Diversifying will reduce my risk if one of the companies fails, or if a particular industry struggles over the next year. Banking, for example.
If I were to start by investing £2,000 of my £10,000 in L&G, its return of 8.54% would give me an income of £170.80 per year.
I like a home builder, because its shares have sold as investors flee a potential home price decline. I suspect the sale may have been overdone. Barratt developments yields 8.48% today. If I invest £2,000, I would earn an income of £169.60 per year.
Then I could diversify into the mining sector, buying shares in Anglo-American, which currently yields 6.76%. My share of £2,000 would generate income of £135.20.
I would reinvest my dividends at the beginning
Tobacco Manufacturer Addition british american tobacco, which yields 7.34%, would generate another £146.80. Buyout of troubled telecommunications giant BT group with my final share of £2,000 he would give me £105 courtesy of his 5.25% return.
As a general rule, higher return equals higher risk. I would have to explore all the company accounts of my stock picks in greater detail before parting with my money.
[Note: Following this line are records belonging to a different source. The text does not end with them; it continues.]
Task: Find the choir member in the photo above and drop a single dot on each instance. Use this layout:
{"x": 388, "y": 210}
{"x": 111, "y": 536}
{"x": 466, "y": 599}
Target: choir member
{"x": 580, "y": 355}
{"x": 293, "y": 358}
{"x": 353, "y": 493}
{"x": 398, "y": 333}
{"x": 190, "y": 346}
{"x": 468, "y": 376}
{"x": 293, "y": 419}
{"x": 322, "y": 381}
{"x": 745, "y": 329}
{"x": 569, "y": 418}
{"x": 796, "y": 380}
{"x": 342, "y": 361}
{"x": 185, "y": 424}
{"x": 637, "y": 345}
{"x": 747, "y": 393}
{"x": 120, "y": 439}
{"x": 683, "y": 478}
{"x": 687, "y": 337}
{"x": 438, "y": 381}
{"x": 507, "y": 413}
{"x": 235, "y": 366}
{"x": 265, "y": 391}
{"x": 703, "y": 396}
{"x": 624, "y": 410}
All five are available at very cheap valuations, which is both enticing and a warning sign. Stock prices do not fall for no reason. If a company doesn’t generate the cash flows needed to keep up with shareholder payments, it doesn’t matter how much they return on the first day. Dividends can be cut at any time.
My £10,000 would generate a total income of £727.48 in the first year. That’s £60.61 a month. With a fair wind, this will be an increase in income, as most FTSE 100 companies aim to increase their dividends over time.
I will reinvest all my dividends today and take them as passive income when I retire. Hopefully the income will be much higher by then.